Ex-cabinet member Jeremy Hunt, who lost to Johnson in the last leadership contest in 2019 and is expected to run again if Johnson is deposed, confirmed he would vote against him.
“Conservative MPs know in our hearts we are not giving the British people the leadership they deserve,” Hunt tweeted.
Jubilee booing
After a dismal showing in May local elections, the party is expected to lose two by-elections this month, one of them in a previously rock-solid Conservative seat.
That is focusing the minds of Tory lawmakers, who fear their own seats could be at risk if Johnson leads them into the next election.
In a snap poll by Opinium Monday of 2,032 people, 59% of respondents said the Tories should ditch him as leader.
Among Conservative members, 42 percent want MPs to fire Johnson, according to another poll by YouGov.
Johnson was booed Friday by sections of an ardently patriotic crowd gathered outside St Paul’s Cathedral, ahead of a religious service for Queen Elizabeth II’s Platinum Jubilee.
For wavering Tories, the barracking at a televised national occasion reportedly marked a turning point. Some said they had held back on public criticism of Johnson until after the jubilee.
But cabinet ally Jacob Rees-Mogg dismissed the booing as “muted noise” and insisted that Johnson could survive with the slenderest of majorities.
“He has shown himself to be a good, strong leader who gets the big decisions right, and he has a mandate from the British people,” Rees-Mogg told reporters.
Squabbling
Graham Brady, who heads the backbench committee of Conservatives which oversees party challenges, told Johnson the threshold to trigger a vote had been reached early on Sunday, as four days of jubilee celebrations ended.
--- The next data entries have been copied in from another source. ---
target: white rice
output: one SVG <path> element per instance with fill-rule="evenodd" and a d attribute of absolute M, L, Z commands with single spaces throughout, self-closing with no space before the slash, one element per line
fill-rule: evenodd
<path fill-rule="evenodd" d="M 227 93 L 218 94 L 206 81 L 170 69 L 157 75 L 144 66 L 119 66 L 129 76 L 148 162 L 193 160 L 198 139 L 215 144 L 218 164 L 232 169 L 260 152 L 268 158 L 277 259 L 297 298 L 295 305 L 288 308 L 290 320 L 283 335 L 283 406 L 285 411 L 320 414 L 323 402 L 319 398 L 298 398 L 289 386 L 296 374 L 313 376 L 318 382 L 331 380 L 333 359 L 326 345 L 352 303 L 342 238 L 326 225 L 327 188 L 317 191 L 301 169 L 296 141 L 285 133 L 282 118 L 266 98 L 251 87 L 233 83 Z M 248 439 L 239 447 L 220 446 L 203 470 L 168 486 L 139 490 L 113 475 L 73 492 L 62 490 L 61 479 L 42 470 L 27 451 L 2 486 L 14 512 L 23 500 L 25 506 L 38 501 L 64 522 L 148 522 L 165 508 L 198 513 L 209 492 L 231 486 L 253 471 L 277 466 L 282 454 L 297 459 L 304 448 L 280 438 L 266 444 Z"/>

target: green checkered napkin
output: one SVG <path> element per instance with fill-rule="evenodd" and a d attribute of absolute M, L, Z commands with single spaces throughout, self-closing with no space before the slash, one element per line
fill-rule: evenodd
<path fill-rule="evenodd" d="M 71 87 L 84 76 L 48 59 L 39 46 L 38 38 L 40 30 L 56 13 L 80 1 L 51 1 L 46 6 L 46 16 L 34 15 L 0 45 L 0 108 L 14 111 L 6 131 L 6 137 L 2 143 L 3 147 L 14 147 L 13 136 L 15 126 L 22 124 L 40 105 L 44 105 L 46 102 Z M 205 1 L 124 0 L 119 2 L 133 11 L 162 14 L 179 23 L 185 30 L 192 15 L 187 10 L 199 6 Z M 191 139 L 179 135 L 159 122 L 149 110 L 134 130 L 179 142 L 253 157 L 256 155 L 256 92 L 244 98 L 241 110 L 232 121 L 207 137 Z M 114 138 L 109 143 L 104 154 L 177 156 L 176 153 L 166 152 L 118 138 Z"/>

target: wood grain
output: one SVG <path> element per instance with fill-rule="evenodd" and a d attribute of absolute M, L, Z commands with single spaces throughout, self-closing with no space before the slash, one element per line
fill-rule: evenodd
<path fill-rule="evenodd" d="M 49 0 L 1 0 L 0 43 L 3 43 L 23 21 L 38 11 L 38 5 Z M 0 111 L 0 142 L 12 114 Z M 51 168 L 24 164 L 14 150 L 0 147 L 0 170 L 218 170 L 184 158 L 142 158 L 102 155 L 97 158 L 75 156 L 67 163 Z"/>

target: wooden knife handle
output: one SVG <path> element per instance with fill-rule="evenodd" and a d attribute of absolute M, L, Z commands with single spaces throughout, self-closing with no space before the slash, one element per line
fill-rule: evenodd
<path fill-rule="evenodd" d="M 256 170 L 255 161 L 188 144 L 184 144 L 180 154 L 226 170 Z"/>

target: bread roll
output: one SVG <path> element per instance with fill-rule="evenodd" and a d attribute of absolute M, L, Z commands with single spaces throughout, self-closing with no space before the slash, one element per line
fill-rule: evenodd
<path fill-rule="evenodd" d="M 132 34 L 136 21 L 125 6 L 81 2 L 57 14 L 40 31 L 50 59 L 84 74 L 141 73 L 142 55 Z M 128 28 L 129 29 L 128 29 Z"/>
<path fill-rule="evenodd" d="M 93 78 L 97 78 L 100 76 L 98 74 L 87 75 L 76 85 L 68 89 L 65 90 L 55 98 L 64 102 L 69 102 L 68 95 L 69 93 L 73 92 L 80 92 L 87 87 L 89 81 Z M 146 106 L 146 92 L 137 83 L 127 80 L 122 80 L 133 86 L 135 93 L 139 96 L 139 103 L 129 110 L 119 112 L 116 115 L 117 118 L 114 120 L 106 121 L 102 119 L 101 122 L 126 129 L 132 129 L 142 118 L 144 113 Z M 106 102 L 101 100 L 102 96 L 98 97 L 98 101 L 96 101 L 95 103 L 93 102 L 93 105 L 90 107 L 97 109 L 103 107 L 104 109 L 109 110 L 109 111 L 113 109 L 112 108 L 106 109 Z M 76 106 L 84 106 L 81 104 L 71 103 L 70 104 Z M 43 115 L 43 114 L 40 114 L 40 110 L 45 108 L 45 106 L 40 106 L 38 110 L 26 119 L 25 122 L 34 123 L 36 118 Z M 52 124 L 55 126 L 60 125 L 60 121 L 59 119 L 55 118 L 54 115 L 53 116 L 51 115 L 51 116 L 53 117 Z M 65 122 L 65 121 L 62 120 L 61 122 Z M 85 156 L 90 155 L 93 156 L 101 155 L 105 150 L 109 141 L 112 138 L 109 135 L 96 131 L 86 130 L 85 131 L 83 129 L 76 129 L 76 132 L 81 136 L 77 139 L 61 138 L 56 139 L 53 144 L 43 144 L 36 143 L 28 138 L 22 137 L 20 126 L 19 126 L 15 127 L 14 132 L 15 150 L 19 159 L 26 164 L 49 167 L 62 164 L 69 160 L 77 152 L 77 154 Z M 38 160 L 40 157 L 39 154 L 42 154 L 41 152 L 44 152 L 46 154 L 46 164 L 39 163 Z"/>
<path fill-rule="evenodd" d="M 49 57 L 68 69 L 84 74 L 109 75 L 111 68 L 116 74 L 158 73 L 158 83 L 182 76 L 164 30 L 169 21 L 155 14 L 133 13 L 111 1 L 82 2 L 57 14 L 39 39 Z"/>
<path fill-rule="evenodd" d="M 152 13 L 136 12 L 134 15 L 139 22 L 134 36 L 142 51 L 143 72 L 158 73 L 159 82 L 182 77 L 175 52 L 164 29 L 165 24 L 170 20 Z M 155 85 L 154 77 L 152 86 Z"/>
In a message of thanks for the celebrations of her record-breaking 70-year reign, the queen had expressed hope that “this renewed sense of togetherness will be felt for many years to come”.
Conservative MPs had other ideas, as they openly squabbled on Twitter in often-scathing terms following Brady’s announcement.
Dozens have broken ranks and criticised Johnson after an internal probe into “Partygate” said he had presided over a culture of Covid lockdown-breaking parties in Downing Street.
Some ran late into the night, and one featured a drunken fight among staff, at a time when the government’s pandemic rules forbade ordinary Britons from bidding farewell in person to dying loved ones.